Janet and Linda are having lunch at Bill Crider‘s restaurant, so I stroll around to Webby‘s cubicle, home of their violently demised webmaster. There’s a pin-up of Joyce Carol Oates, but no one’s at home.
As I’m about to leave, Emily opens Laurel’s office door and whispers, "Is he gone?"
"I heard that!" I say. "I’ll tell your Aunt Earlene!"
Back in Criminal Brief’s offices, Velma is obscured in a fog of cigarette smoke but managing to read Travis Erwin‘s latest romance, The Cowboy Legend is Long and Hard.
"No smoking," I say.
She says, "We’re trying to set a noir mood, Prohibition era. My contribution is seamed stockings and smoking."

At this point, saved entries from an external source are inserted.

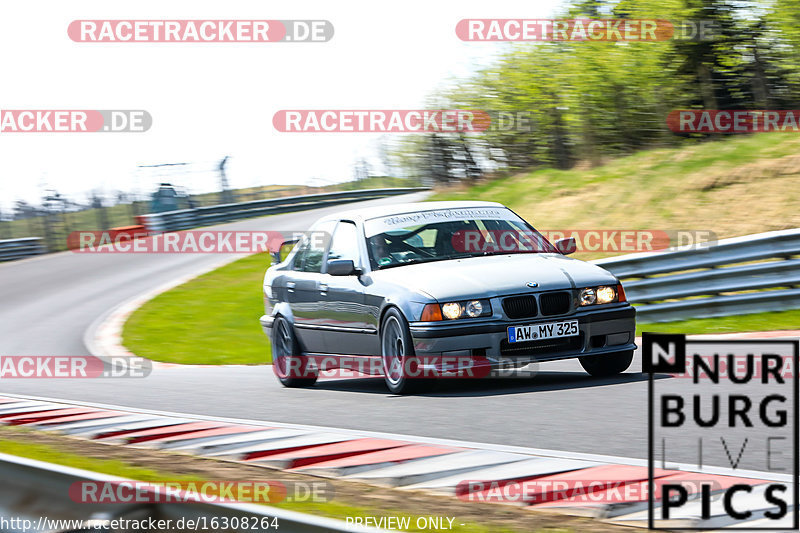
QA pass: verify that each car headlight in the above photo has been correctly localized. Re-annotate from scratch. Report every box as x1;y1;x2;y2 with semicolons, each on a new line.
579;288;597;306
465;300;483;318
441;302;463;320
579;285;622;306
596;285;617;304
421;299;492;321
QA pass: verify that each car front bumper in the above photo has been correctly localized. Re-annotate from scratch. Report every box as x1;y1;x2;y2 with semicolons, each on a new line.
407;304;636;368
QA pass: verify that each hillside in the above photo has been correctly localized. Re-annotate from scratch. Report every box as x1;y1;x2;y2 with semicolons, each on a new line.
433;133;800;243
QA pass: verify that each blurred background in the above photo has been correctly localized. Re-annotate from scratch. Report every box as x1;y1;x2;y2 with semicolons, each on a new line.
3;0;800;251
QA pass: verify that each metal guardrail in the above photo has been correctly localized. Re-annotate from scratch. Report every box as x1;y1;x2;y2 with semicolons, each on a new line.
595;228;800;322
0;453;385;533
138;188;429;233
0;237;45;263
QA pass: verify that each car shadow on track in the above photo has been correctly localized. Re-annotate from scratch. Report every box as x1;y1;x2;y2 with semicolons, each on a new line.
310;371;669;396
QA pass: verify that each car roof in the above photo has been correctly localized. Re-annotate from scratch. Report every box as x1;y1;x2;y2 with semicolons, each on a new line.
317;200;508;224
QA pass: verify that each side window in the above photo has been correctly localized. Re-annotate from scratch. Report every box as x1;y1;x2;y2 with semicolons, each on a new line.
292;221;335;272
291;237;311;271
327;221;361;265
299;221;334;273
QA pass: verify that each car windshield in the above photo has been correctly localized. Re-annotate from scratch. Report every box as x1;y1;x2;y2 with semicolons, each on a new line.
363;207;558;269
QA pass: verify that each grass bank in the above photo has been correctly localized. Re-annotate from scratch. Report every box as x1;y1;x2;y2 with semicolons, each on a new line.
432;133;800;243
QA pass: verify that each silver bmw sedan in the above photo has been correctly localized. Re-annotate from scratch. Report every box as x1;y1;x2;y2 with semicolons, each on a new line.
261;201;636;394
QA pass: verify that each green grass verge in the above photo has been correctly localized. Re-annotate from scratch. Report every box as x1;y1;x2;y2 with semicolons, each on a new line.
637;308;800;336
0;430;537;533
0;436;192;482
123;252;272;365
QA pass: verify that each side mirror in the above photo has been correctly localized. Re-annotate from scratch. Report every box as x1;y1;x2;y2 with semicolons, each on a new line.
327;259;361;276
555;237;577;255
270;238;299;264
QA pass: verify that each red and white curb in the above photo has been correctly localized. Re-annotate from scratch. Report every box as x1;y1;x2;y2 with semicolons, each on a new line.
0;393;792;530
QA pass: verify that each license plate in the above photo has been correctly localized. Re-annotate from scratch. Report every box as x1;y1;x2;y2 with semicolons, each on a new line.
507;320;579;343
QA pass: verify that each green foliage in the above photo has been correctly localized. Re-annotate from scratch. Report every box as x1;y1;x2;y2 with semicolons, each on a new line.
398;0;800;179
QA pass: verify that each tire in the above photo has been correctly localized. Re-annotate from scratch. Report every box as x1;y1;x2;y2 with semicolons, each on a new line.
380;308;424;394
271;316;317;388
579;350;634;377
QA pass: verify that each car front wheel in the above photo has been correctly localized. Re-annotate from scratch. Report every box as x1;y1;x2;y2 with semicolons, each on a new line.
579;350;633;377
272;316;317;388
380;308;423;394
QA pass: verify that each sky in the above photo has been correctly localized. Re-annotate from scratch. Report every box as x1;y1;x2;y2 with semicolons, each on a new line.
0;0;566;211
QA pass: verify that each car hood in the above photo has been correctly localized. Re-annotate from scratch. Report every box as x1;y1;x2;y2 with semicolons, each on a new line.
371;253;618;301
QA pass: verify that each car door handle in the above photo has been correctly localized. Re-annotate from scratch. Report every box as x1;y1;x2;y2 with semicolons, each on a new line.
286;281;296;293
319;283;328;294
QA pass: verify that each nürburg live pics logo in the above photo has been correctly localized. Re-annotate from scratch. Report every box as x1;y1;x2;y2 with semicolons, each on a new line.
644;333;798;530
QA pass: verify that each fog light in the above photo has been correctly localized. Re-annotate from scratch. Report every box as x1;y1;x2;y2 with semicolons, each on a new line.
441;302;463;320
596;286;617;304
465;300;483;318
580;288;597;306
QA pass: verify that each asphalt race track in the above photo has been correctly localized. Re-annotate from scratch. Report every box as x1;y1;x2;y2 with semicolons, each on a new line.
0;193;780;470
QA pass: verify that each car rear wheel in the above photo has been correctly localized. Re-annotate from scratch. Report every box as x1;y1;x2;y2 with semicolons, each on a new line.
579;350;633;377
381;308;423;394
272;316;317;388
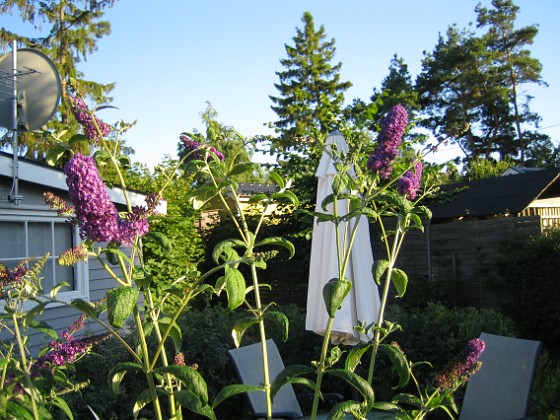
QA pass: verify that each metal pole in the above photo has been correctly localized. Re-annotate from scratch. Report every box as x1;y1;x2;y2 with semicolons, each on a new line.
11;40;22;205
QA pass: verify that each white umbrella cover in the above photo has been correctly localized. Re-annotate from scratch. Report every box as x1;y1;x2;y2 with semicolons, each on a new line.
305;131;381;345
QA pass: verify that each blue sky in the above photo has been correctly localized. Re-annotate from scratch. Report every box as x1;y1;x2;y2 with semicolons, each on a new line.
2;0;559;168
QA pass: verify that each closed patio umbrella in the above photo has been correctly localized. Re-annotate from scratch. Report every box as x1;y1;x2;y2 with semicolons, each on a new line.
305;131;381;345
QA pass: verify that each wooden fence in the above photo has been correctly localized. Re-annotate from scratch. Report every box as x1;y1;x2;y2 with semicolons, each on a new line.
371;216;543;309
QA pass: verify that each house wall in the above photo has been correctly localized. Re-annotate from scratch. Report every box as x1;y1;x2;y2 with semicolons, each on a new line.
370;216;542;310
1;178;139;355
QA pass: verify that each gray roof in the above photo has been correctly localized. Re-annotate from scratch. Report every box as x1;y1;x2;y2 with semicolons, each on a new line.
237;183;277;195
429;168;560;220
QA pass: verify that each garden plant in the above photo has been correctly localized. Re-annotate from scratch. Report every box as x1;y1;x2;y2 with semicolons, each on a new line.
0;89;486;420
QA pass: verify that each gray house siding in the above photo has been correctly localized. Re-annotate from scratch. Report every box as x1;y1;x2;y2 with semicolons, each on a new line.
1;153;151;355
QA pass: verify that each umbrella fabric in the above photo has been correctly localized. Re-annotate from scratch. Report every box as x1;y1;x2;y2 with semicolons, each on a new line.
305;131;381;345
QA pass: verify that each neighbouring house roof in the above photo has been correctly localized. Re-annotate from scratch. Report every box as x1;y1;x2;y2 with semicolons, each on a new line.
429;168;560;220
236;183;277;196
0;151;165;212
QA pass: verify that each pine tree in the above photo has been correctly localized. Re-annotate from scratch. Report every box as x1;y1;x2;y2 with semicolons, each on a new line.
0;0;116;159
416;0;551;165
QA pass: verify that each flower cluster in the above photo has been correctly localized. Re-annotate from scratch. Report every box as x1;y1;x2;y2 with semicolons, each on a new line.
64;153;121;243
69;95;111;140
398;161;423;200
43;192;75;217
0;262;29;297
63;153;152;245
434;338;485;389
34;333;108;369
58;244;89;266
180;134;225;161
367;104;408;179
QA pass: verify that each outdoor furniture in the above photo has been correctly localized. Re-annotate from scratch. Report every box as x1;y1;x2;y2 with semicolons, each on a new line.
459;332;542;420
228;339;342;419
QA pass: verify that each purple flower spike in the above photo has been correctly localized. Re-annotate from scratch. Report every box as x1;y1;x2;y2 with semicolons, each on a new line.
64;154;121;243
180;135;225;161
70;96;111;140
398;161;423;200
367;104;408;178
435;338;486;389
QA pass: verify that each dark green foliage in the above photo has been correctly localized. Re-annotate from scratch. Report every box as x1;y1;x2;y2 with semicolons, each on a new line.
416;0;551;165
499;227;560;349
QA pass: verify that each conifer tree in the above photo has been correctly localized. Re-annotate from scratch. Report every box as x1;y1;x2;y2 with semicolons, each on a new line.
269;11;351;180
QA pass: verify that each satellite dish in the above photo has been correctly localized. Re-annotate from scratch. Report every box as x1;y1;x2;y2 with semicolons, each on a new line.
0;48;62;131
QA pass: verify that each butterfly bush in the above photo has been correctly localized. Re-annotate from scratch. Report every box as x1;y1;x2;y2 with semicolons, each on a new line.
63;153;155;245
180;134;225;161
69;95;111;140
367;104;408;178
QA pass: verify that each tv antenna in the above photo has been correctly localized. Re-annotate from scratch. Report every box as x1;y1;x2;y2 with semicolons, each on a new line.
0;41;62;205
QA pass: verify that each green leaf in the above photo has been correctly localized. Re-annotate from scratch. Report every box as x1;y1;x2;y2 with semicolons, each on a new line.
327;369;375;405
71;299;99;319
155;365;209;404
373;259;390;286
270;365;315;399
230;162;257;176
6;400;35;420
132;388;153;420
268;171;285;189
118;155;131;170
381;343;410;389
174;389;216;419
212;239;245;263
264;311;289;342
327;400;366;420
345;343;371;372
271;191;299;207
108;362;143;395
391;268;408;298
132;266;152;290
106;287;140;328
45;145;69;166
100;247;132;265
225;267;246;310
248;193;269;204
27;320;58;340
392;392;421;407
50;282;70;298
24;301;49;325
323;278;352;317
254;237;295;259
231;316;259;348
212;384;263;408
52;396;74;419
158;317;182;352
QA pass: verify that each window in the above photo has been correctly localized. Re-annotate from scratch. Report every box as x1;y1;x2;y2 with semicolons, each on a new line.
0;208;89;302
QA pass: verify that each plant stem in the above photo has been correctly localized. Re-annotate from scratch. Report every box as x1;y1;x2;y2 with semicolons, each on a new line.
311;316;335;419
12;313;40;419
367;217;402;386
133;307;163;420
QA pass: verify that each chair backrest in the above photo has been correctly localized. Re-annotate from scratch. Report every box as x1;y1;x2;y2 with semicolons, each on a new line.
228;339;304;418
459;332;542;420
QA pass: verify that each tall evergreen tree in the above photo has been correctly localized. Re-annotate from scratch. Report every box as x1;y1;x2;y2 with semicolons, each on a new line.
0;0;116;159
269;12;351;161
269;12;351;202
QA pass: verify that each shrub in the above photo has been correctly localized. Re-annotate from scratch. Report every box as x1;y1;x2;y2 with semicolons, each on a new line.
499;227;560;348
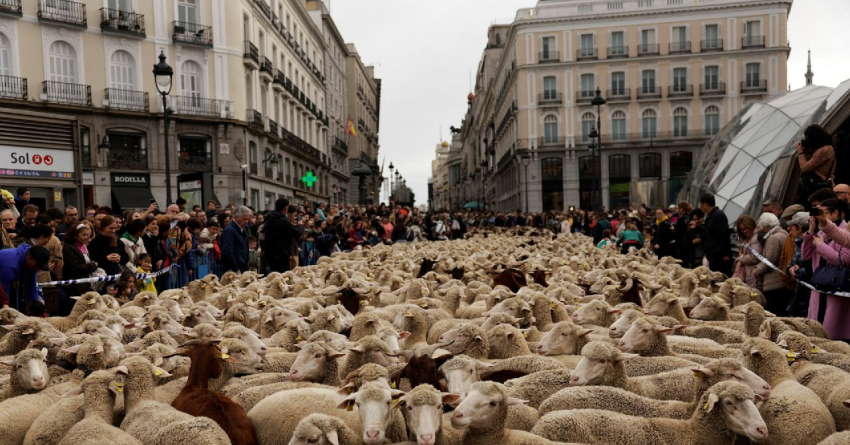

"Prohibition prohibited receptionists smoking, see."
"Yeah, sure. Tell Deborah Stephen King is on line 2 and if you see James, the cleaners want $40 to do ruffled cuffs."
"Mmm." My mind is turning over thoughts about my article. Deborah is in her office.
"Hey, lady." I struggle to remember the message. "Steve somebody’s feeling ruffled, line forty."
Back at my desk, I prop my feet up with my Underwood in my lap. That never works as well as a computer keyboard, but I picture Cary Grant pulling it off.
Let’s see, I ponder. What shall I write this week?
Oh, yes! Have a happy Easter and a safe Passover!
I’m laughing way too hard about the gardeners!
I’m gonna dedicate my next one to you Leigh … Rode Hard and Put Up Wet – The Saddle Sore Soirees.
“Is he gone?”
I know what you’re thinking — and no, I would never try to shoot one of those ducks swimming across Veronica Lake. Besides, they’re too far away.
“trimming the hedge funds.”
When I’m not dancing, I’m shouting.
I wouldn’t be caught dead in ruffled cuffs.
Leigh,
Tweet! Not twit!
Twitterers tweet!
Ask Travis, he knows all about Twitter!
Terrie
(grin) I’m pleased you like that!
Very nicely done! You are a wild man with those words! Reading your articles has me thinking, Mahogany wood, tiffany desk lamp and you lost behind a pile of papers rushing to get that next piece out.
You’re a good man…
Loretta
That darned internet. I’ve been having troubles lately as well. I wanted to congratulate you about your story in The Prosecution Rests. Will I meet you at the launch?